Spargel… get your Spargel!

Chris JonesI’m on a flight across North America right now, the second of three legs of my trip home from our recent European tour. This seemed like a good time to write this column, because for one thing the deadline is almost here, and for another, I sometimes find the creative juices flow pretty well when I’m in a jet-lagged, sleep-deprived, just-watched-three-movies-and-can’t-tell-you-what-they-were stupor. I was in this very same kind of stupor when I wrote the song Banks of the Ohio, Part II, in which the girl turns out not to have drowned, comes crawling back out of the river, beats Willie with a stick, ties him up, and makes him listen while she reads the entire Cincinnati phone book cover to cover.

It was a really good tour, and I’ve had enough European tours go the other way, that I can definitely tell the difference. Thanks to all of our hosts along the way, and thanks to my band members for being such excellent and non-whiny travellers. Good thing they also can play musical instruments, a real bonus.

Chris Jones & the Night Drivers at the Bühl Bluegrass Festival in Germany

I thought I’d jot down a few observations from the last two weeks, closing with my favorite food photo of the tour (the food is the real reason we do these tours, after all):

Prague is as beautiful as ever. Some of the deeper subway stations have the only high-speed escalators I’ve ever seen. A great idea, unless you have a fear of escalators.

I’ve been a critic of GPS at times, ever since I read that it actually shrinks a part of your brain (coincidentally, the same part of the brain that can distinguish Pat Boone from Muddy Waters), but I have to say that GPS in Prague is a beautiful thing.

Chris Jones jamming with some fine Prague grassersPrague is full of very good bluegrass musicians, both traditional and progressive. As in Nashville, they tend to circulate among different bands. Sometimes the bands dissolve, then new ones form out of the ashes, as good or better than the old ones.

The relaxed or completely open European borders now make the U.S./Canada border seem like “Checkpoint Charlie” (“Sir, we found a Kinder Surprise Egg in your luggage. I’m afraid  we’ll have to detain you for up to 24 hours.”)

It may be possible to live on Swiss chocolate, cheese and strong coffee for several years. I think they combine to form a complete amino acid chain or an antioxidant cocktail or something. This diet is healthier, though, if it’s accompanied by brisk walks up and down steep alpine hills. We didn’t have time to work that in.

If you’re going 150 km/hour and you’re with the flow of traffic, you’re either on a German autobahn or you’re in Montana.

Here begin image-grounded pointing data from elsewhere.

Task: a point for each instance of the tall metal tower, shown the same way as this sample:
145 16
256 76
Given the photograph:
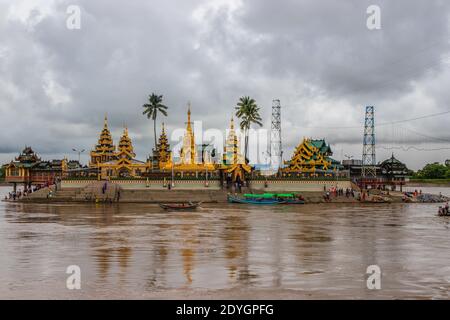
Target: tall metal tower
275 136
368 160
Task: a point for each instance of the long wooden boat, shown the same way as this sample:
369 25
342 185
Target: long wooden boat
287 198
180 206
258 201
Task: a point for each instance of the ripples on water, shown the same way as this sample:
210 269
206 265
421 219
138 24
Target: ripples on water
135 250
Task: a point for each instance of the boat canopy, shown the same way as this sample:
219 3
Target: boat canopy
269 195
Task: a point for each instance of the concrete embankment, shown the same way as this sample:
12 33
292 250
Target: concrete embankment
113 192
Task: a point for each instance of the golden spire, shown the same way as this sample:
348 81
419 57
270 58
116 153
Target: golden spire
189 128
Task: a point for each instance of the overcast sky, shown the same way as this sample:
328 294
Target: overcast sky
318 57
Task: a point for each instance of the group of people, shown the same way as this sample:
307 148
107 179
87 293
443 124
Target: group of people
16 195
236 184
337 192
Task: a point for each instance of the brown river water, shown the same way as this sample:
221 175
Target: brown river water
224 251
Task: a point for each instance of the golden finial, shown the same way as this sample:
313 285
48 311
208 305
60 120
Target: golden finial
189 111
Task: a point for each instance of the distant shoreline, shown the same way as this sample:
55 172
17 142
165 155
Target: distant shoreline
429 183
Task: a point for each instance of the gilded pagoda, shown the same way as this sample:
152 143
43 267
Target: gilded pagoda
189 159
233 160
105 150
112 163
311 157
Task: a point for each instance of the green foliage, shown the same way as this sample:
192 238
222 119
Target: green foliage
248 111
433 171
152 109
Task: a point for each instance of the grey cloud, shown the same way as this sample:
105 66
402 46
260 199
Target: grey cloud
317 57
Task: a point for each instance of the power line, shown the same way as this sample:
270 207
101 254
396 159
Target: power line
408 148
385 123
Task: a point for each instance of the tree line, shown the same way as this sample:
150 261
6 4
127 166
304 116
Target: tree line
433 171
246 110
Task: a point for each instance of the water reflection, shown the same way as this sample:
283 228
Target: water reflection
137 250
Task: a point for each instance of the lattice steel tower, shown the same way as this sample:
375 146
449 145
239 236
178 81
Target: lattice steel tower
275 151
368 160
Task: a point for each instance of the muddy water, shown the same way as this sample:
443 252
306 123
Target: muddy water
226 251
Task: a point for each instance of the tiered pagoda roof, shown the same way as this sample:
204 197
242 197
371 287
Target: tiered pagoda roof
311 155
163 147
105 141
126 146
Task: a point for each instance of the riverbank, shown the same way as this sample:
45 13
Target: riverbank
428 183
211 196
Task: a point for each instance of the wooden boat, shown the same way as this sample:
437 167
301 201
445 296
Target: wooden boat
249 200
379 199
287 198
443 212
294 201
180 206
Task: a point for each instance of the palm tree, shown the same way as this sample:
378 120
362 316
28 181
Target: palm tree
248 112
152 108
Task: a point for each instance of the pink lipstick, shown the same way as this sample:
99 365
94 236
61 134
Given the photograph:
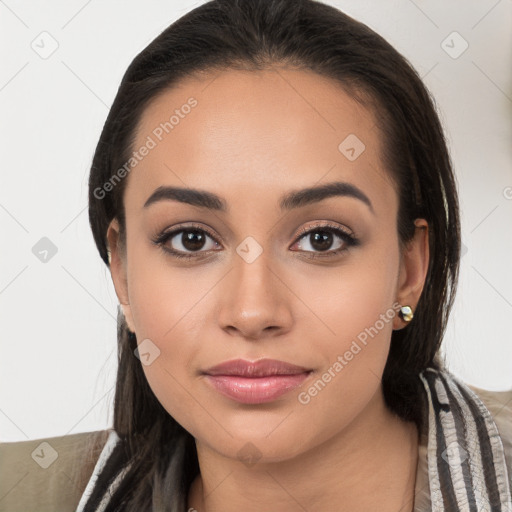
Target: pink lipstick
255 382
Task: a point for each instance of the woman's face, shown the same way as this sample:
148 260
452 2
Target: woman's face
273 268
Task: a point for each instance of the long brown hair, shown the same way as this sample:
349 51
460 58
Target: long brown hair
253 35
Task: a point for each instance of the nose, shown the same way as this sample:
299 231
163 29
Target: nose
255 300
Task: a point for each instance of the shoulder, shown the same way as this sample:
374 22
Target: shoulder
499 404
48 474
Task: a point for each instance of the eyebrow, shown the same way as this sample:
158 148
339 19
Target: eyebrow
290 201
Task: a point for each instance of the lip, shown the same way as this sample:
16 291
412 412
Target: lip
255 382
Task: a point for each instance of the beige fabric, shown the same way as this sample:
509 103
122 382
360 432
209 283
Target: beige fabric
26 486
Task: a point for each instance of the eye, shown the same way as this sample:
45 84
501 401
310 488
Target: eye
320 239
186 242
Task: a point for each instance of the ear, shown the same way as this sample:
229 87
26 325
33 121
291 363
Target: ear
117 257
413 270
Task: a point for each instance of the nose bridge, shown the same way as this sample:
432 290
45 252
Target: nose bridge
255 299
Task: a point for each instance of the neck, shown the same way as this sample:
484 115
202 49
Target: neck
370 465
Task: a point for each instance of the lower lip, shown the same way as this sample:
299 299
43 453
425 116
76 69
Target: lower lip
256 390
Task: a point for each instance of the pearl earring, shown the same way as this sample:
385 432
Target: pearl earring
406 313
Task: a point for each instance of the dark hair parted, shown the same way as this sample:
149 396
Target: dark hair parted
256 35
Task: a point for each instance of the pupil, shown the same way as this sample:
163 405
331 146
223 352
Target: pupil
321 240
192 240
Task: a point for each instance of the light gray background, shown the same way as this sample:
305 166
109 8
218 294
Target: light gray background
58 328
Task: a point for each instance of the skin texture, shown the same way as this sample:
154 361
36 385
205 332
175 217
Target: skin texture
253 137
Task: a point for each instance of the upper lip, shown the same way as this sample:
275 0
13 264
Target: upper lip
260 368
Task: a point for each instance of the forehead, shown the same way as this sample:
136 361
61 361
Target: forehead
263 131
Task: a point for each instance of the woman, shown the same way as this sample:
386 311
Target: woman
273 195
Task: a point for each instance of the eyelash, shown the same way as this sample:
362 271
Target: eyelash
349 239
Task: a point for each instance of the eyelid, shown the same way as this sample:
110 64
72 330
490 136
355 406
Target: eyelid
323 224
350 239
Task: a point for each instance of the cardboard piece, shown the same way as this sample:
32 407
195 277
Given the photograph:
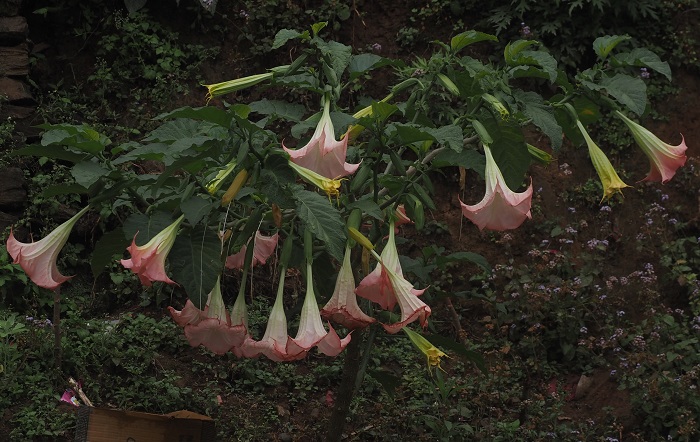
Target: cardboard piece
103 425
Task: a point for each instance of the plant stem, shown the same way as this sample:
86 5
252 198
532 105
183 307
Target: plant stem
346 391
57 348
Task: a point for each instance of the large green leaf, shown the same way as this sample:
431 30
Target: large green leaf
195 263
604 45
541 115
509 150
109 247
80 137
643 57
469 159
323 219
629 91
283 109
87 173
284 35
176 130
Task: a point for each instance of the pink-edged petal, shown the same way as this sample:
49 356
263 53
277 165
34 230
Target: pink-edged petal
264 247
148 261
501 208
189 315
38 259
412 308
331 344
323 154
342 308
215 335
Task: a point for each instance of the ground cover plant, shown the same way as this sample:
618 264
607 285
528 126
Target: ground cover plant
332 173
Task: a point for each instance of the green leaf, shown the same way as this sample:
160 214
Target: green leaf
195 263
87 173
474 357
541 115
109 247
365 62
284 35
208 113
450 135
464 39
510 54
283 109
80 137
338 53
196 208
469 159
323 219
146 227
629 91
176 130
538 58
63 189
509 150
464 256
604 45
54 151
368 207
275 178
388 381
643 57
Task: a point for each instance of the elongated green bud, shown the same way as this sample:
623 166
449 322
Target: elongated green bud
482 132
448 84
235 187
360 238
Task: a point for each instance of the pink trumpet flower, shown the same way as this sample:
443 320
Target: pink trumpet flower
342 308
263 248
311 332
501 208
215 331
276 344
664 159
386 286
323 154
148 261
38 259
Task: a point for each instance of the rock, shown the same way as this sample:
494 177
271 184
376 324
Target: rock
15 60
10 8
12 193
13 30
15 91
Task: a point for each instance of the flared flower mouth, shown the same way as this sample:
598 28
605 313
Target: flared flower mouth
501 208
387 287
664 159
38 259
323 154
148 261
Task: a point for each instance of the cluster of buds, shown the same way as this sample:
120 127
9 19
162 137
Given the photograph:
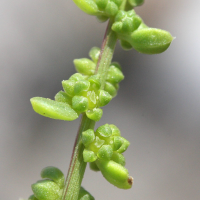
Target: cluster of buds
133 33
82 92
103 150
51 186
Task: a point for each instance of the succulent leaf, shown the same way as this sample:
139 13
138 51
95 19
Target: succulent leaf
53 109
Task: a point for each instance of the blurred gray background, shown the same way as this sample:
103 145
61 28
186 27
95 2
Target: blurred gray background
157 109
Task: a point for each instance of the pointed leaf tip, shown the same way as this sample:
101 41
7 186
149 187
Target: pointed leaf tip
53 109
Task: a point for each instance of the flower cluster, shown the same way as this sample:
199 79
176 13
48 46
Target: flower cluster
82 92
103 149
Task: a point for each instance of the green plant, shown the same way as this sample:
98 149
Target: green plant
85 92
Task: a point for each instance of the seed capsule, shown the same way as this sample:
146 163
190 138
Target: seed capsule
115 173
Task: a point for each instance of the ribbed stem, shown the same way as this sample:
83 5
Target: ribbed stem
77 165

Not the wurst I've ever hadSpeaking of German autobahns, the men’s rooms at every rest stop could almost be called beautiful, an adjective that has never been used to describe a men’s room anywhere in the history of the world. Mind you, they cost money, though it’s really more of a deposit, since you get a coupon back which you can then use towards the purchase of an illegal Kinder egg or other delectable item.

We’ll have a thorough review of Montana men’s rooms later this summer.

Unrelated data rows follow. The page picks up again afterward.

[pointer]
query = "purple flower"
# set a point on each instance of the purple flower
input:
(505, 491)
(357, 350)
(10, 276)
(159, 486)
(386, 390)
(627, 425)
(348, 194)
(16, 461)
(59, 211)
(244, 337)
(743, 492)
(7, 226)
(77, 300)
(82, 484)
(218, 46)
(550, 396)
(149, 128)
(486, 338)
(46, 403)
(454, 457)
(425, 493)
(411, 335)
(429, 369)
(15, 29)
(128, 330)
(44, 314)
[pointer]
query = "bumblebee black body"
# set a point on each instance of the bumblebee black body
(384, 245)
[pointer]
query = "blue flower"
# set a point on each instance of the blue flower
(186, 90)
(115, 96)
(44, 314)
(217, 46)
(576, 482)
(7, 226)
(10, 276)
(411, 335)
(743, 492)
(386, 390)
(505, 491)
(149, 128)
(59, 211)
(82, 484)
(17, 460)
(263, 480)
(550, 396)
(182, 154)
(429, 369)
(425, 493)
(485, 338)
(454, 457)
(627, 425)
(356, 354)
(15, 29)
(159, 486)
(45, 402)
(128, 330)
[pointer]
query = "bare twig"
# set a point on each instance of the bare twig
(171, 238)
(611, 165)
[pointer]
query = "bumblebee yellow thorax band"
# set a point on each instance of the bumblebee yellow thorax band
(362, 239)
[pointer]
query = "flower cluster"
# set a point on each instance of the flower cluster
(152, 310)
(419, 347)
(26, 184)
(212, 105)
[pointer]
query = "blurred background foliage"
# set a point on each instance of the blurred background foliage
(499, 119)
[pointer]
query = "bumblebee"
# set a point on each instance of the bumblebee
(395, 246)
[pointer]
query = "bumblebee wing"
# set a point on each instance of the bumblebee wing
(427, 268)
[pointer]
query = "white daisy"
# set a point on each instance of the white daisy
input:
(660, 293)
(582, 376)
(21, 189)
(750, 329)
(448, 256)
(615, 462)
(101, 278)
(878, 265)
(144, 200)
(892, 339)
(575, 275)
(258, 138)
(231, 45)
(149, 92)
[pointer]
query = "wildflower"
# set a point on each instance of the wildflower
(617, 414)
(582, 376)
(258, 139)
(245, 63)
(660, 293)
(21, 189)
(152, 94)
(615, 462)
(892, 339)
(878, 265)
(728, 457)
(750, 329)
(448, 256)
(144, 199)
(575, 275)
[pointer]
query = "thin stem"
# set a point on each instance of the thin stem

I had forgotten how beautiful the city of Munich is.

What rental car companies refer to as a “minvan” now is way more “mini” than “van,” especially in Europe. How you know your vehicle is too small: you actually say “We don’t have room for the fiddle,” and mean it.

The bread. How do they do it, and why can’t it be reproduced here? Maybe it’s similar to why real New York pizza can’t be made outside of New York. It may involve special dough fairies that aren’t permitted to travel.

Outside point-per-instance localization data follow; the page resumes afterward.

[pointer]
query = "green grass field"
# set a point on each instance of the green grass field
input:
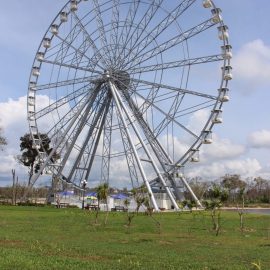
(48, 238)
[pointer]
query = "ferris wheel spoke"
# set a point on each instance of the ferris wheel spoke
(115, 24)
(77, 131)
(140, 58)
(98, 136)
(92, 128)
(60, 102)
(179, 90)
(58, 143)
(175, 64)
(145, 129)
(168, 116)
(140, 45)
(70, 66)
(89, 39)
(106, 146)
(120, 110)
(71, 113)
(81, 53)
(143, 23)
(151, 137)
(89, 79)
(131, 164)
(101, 29)
(126, 28)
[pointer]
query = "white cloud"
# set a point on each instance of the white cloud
(246, 168)
(222, 149)
(252, 65)
(260, 139)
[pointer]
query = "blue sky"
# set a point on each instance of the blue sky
(242, 141)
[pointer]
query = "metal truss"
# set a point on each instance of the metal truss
(130, 84)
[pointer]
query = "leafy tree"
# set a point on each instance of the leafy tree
(29, 156)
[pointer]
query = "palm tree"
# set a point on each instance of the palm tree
(102, 195)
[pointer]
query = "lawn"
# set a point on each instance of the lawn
(49, 238)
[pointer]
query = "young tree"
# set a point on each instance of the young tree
(130, 215)
(241, 207)
(233, 184)
(3, 140)
(102, 196)
(217, 196)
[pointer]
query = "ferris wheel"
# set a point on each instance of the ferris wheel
(128, 91)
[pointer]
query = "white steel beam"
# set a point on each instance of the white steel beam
(114, 94)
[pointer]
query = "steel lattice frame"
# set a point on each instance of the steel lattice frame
(119, 85)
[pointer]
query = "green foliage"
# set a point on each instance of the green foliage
(29, 156)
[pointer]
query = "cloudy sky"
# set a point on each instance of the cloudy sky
(241, 144)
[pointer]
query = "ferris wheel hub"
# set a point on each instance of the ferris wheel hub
(121, 78)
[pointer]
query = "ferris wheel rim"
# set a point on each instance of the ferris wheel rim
(100, 76)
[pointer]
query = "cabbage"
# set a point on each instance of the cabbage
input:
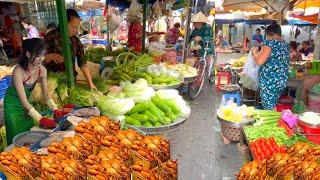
(141, 96)
(168, 94)
(139, 91)
(115, 106)
(115, 95)
(139, 85)
(173, 95)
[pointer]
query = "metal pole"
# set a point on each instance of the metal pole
(145, 6)
(66, 46)
(187, 31)
(317, 40)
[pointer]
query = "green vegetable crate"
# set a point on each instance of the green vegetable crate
(315, 67)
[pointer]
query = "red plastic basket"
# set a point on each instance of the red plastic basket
(282, 107)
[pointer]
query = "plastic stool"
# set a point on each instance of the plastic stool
(234, 96)
(223, 74)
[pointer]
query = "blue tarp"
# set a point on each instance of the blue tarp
(228, 21)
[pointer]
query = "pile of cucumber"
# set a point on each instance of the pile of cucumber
(157, 112)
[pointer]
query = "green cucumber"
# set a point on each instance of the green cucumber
(140, 117)
(132, 121)
(152, 118)
(157, 124)
(167, 121)
(147, 124)
(140, 107)
(175, 109)
(161, 104)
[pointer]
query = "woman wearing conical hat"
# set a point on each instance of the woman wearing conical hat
(202, 33)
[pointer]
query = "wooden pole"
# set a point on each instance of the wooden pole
(317, 40)
(66, 45)
(144, 34)
(187, 32)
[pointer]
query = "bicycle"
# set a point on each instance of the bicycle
(195, 87)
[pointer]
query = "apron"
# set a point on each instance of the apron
(16, 116)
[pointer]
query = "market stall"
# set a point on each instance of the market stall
(269, 139)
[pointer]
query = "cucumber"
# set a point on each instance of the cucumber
(155, 111)
(157, 124)
(140, 107)
(167, 121)
(161, 104)
(147, 124)
(175, 109)
(132, 121)
(140, 117)
(172, 116)
(151, 117)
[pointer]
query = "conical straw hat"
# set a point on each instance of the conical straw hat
(199, 17)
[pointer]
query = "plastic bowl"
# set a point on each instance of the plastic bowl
(29, 138)
(308, 129)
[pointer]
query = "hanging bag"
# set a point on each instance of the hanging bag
(249, 79)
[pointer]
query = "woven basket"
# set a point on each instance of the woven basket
(230, 132)
(31, 137)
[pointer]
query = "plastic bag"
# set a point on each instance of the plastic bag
(249, 79)
(134, 10)
(114, 22)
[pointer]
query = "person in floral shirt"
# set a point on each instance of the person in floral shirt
(173, 34)
(135, 33)
(53, 41)
(202, 33)
(274, 59)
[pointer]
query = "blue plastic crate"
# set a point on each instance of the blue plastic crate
(8, 80)
(3, 84)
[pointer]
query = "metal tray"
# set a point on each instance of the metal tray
(308, 124)
(160, 129)
(246, 121)
(311, 92)
(189, 79)
(158, 87)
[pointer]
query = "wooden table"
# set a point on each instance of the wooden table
(302, 84)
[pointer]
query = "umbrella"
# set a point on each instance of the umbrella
(90, 4)
(307, 10)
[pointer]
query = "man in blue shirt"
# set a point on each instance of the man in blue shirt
(257, 38)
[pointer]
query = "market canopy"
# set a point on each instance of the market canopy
(306, 10)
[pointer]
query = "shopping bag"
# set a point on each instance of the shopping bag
(249, 79)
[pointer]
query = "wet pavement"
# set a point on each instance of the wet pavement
(198, 146)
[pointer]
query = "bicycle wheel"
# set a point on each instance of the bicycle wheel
(195, 87)
(212, 78)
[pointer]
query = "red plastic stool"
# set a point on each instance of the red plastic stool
(223, 74)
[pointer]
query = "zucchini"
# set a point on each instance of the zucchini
(132, 121)
(140, 117)
(155, 111)
(167, 121)
(157, 124)
(147, 124)
(151, 117)
(140, 107)
(161, 104)
(175, 109)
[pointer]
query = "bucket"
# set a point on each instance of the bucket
(313, 101)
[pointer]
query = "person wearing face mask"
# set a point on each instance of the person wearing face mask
(32, 31)
(202, 33)
(53, 41)
(274, 59)
(19, 114)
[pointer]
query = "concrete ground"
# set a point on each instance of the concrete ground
(198, 146)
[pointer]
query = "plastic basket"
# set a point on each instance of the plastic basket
(32, 137)
(8, 80)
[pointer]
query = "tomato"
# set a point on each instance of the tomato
(267, 152)
(283, 149)
(273, 150)
(258, 150)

I highly recommend The Simpsons dubbed in German.

A German word to know, especially this time of year: “Spargel.” Say it, order it, buy it, eat it in whatever form it’s in.

Mark Stoffel and Jon Weisberger at breakfast in Schaffhausen, SwitzerlandHotel breakfasts are not to be missed, no matter how late you were up the night before.

If you have a plane connection that’s under 40 minutes, you have about a 50/50 chance of making your next flight. A five-minute train connection in Switzerland is plenty of time.

Jet lag is definitely easier when you go west, which is why at this moment I have to say that I feel pretty g . . . zzzzzzzz.